There are two reasons:

1\. The users do a ton of work in a REPL of some sort. Jupyter for Python, R
and Matlab have a notebook scheme, as do the CAS's.

So it's common to be running an environment where everything is reified at
runtime anyway.

2\. Polymorphism without generics. It's bloody hard to implement generics, and
dynamic types let you ignore them entirely.

It's also very easy to get it wrong and very hard to make it understandable by
a wide range of users.

And to counter a reason to make them early-binding:

Performance this is much less of a problem than you might expect in these
domains, because scientific work is often dealing with big matrices and such,
and you can heavily optimize those operations.

------
advanceduser
Honestly because it's easier. Modern scientific computing is actually
dominated by C, which powers a lot of the libraries that do the crunching
behind the scenes. Python has some fantastic connectors that can bind to C
libraries and run computationally-intensive code very close to the machine.
This makes the programming behind a lot of scientific computing look more like
loading a library and running it with different input variables. This way grad
students who are doing computational science but who do not have a background
in computer science can get running fairly quickly.

------
PaulHoule
For a long time fortran was the dominant scientific language and early
versions of fortran were as static as it gets (no stack!)

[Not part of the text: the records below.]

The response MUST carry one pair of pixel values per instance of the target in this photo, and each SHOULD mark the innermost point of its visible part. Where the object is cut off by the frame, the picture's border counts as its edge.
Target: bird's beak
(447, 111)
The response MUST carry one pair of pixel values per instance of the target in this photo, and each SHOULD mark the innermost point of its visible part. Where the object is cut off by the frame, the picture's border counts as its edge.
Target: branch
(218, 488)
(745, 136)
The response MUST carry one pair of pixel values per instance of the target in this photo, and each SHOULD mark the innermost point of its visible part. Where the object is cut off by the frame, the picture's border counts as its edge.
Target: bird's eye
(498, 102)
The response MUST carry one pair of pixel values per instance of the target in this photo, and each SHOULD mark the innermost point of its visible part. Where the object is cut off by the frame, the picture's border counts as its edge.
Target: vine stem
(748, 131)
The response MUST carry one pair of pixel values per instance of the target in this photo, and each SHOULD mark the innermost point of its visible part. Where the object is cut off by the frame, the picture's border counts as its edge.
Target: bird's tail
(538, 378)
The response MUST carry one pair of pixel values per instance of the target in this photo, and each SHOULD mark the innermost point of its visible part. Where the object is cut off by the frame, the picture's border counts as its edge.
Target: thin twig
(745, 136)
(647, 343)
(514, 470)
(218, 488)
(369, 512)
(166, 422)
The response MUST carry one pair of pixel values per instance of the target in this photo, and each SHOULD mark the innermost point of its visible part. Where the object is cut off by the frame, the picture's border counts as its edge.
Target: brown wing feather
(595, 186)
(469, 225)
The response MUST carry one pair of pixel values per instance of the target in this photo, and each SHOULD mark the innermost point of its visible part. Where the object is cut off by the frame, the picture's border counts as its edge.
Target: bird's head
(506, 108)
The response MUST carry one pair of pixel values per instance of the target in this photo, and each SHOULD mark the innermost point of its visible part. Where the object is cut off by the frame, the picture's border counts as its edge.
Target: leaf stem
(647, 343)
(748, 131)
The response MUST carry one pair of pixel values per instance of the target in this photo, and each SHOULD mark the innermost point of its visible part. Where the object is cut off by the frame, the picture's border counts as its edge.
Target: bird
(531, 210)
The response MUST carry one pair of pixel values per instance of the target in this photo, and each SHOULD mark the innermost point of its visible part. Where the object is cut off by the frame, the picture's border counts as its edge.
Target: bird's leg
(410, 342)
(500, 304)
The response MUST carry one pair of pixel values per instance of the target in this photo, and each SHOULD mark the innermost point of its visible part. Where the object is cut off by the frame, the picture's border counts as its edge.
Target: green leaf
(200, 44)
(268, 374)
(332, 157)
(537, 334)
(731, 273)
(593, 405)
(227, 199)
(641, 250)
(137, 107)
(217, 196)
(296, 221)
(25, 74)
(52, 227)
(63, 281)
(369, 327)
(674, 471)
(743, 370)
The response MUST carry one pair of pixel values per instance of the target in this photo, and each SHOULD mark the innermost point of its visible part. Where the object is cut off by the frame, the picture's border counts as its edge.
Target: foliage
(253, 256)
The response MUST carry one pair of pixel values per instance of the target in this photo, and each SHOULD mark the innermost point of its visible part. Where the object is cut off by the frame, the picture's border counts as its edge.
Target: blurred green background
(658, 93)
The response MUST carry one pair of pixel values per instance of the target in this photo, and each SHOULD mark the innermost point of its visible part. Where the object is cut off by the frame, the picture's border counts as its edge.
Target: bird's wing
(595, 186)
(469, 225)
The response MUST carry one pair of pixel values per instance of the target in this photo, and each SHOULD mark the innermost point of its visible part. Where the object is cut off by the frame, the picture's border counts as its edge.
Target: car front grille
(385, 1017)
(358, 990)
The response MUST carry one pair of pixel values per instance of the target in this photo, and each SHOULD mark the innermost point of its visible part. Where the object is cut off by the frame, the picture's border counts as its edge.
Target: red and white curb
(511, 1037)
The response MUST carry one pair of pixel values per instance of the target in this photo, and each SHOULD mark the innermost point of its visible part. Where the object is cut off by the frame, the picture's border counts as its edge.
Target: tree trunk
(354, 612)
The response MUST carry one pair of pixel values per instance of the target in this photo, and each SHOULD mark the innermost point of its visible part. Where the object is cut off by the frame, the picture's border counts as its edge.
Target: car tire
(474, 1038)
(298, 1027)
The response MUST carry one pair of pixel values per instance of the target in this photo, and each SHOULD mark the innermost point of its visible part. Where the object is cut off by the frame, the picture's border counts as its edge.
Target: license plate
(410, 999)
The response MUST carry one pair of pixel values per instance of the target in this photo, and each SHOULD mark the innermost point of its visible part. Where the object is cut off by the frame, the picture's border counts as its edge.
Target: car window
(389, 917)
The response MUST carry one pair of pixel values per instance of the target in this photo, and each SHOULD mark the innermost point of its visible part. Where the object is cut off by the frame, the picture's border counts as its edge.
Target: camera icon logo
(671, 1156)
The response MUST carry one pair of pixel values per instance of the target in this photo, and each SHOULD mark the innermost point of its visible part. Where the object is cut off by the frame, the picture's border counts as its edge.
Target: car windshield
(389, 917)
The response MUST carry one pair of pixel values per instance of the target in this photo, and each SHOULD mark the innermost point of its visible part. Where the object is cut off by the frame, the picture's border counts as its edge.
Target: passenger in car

Lisp era ai was mostly about inference over databases and not the intense
numerics you see today.

Scientific computing is often experimental and ad hoc, it is important to be
able to change it up quickly. The inner loops often are highly optimized so if
you are using numpy you won't notice that python is slow. C++ is awful to do
neural network work in (I have) and the kind of reprogramming supported by
python is just what the Dr ordered for that kind of thing.

------
swaroop
Relatedly, check out
[https://github.com/tensorflow/swift/blob/master/docs/WhySwif...](https://github.com/tensorflow/swift/blob/master/docs/WhySwiftForTensorFlow.md)

------
SamReidHughes
To expand on the other responses, the downsides of dynamic typing aren't as
bad when the user of the program is also the developer.